Chronique ouvrière

CTT et requalification en CDI : Pot-pourri en un seul arrêt de la Cour de cassation du 13 juin 2012

dimanche 15 juillet 2012 par Alain HINOT

1 : Le salarié peut obtenir la requalification d’un CTT en CDI deux fois :

Rien n’interdit à un salarié de mener concurremment et dans la même instance, deux actions en requalification de CTT (contrats de mission) en CDI, l’une contre l’ETT en application de l’article L. 1251-16 du code de travail, l’autre contre l’entreprise utilisatrice en application de l’article L. 1251-40 du même code, comme ayant des fondements différents.

2 : L’absence de signature du contrat de mission constitue aussi une situation de prêt de main d’oeuvre illicite :

La signature d’un contrat écrit, imposée par l’article L 1251-16 du code du travail dans les rapports entre l’entreprise de travail temporaire et le salarié afin de garantir qu’ont été observées les conditions à défaut desquelles toute opération de prêt de main d’oeuvre est interdite, a le caractère d’une prescription d’ordre public dont l’omission entraîne, à la demande du salarié, la requalification en contrat de droit commun à durée indéterminée.

3 : Le refus frauduleux du salarié de signer le contrat de mission doit être prouvé par l’employeur :

Lorsque le salarié a délibérément refusé de signer le contrat de mission dans une intention frauduleuse, mais dans ce cas, il appartient à l’ETT de prouver l’intention frauduleuse.

4 : La prescription de l’action en requalification d’un CTT en CDI coure à compter du terme du dernier CTT :

Selon l’article L. 1251-40 du code du travail, lorsqu’une entreprise utilisatrice a recours à un salarié d’une ETT, en méconnaissance des dispositions des articles L. 1251-5 à L. 1251-7, L. 1251-10 à L. 1251-12, L. 1251-30 et L. 1251-35, ce salarié peut faire valoir auprès de l’entreprise utilisatrice les droits correspondant à un contrat de travail à durée indéterminée prenant effet au premier jour de sa mission.

Il en résulte que le délai de prescription prévu par l’article 2224 du code civil dans sa rédaction issue de la loi du 17 juin 2008 ne court qu’à compter du terme du dernier contrat de mission.

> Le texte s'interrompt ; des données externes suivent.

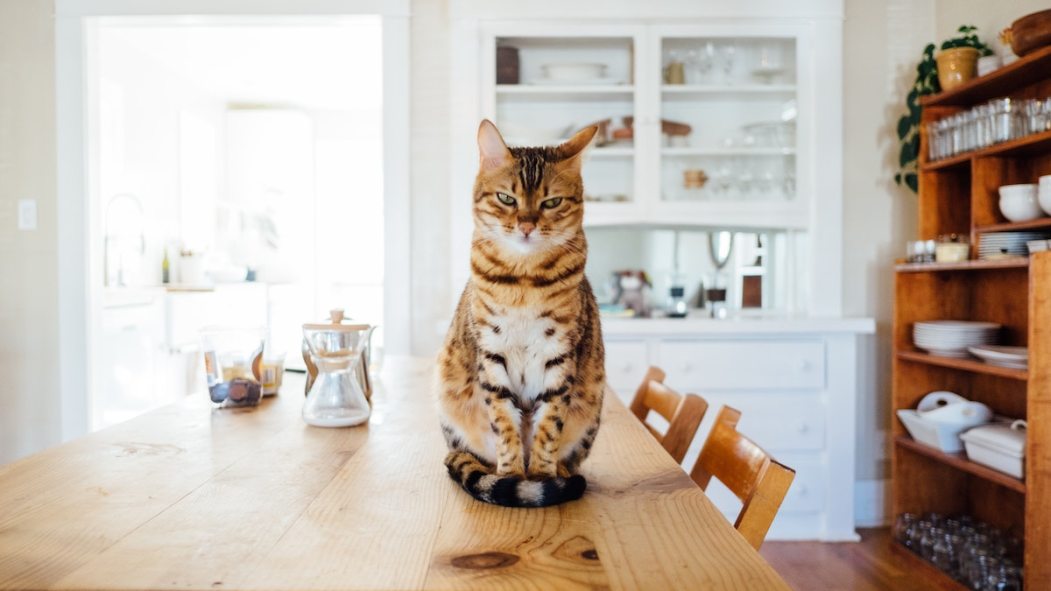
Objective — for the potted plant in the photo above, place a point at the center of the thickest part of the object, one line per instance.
(932, 78)
(957, 60)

5 : Le recours systématique aux CTT révèlant un besoin structurel de main-d’oeuvre est prohibé :

Selon les articles L. 1251-5 et L. 1251-6 du code du travail, la possibilité donnée à l’entreprise utilisatrice de recourir à des contrats de missions successifs avec le même salarié intérimaire pour remplacer un ou des salariés absents ou pour faire face à un accroissement temporaire d’activité ne peut avoir pour objet ni pour effet de pourvoir durablement un emploi lié à son activité normale et permanente.

Il en résulte que l’entreprise utilisatrice ne peut recourir de façon systématique aux missions d’intérim pour faire face à un besoin structurel de main-d’oeuvre.

C’est le cas si durant près de quatre années consécutives, et quel que soit le motif du contrat de mission, un salarié a occupé le même emploi de manutentionnaire ou d’agent de propreté, lequel emploi était lié durablement à l’activité normale et permanente de l’entreprise.

6 : On ne peut pas demander une indemnité de requalification à l’ETT, alors passons par un CDD :

Il résulte de l’article L. 1251-41 du code du travail qu’en cas de requalification d’un CTT en contrat à durée indéterminée, le juge doit accorder au salarié, à la charge de l’utilisateur, une indemnité qui ne peut être inférieure à un mois de salaire.

Ainsi, le salarié ne peut prétendre au paiement, par l’ETT d’une indemnité de requalification au titre du CTT.

En effet, si l’on considère alors qu’il n’y a jamais eu de CTT à défaut d’un contrat écrit valable, la relation de travail se situait alors dans le cadre d’un contrat de droit commun à durée déterminée, c’est à dire d’un CDD, lui même irrégulier car non écrit, de sorte qu’il suffit alors de demander la requalification de ce CDD en CDI avec l’indemnité L 1245-2 CT qui va avec.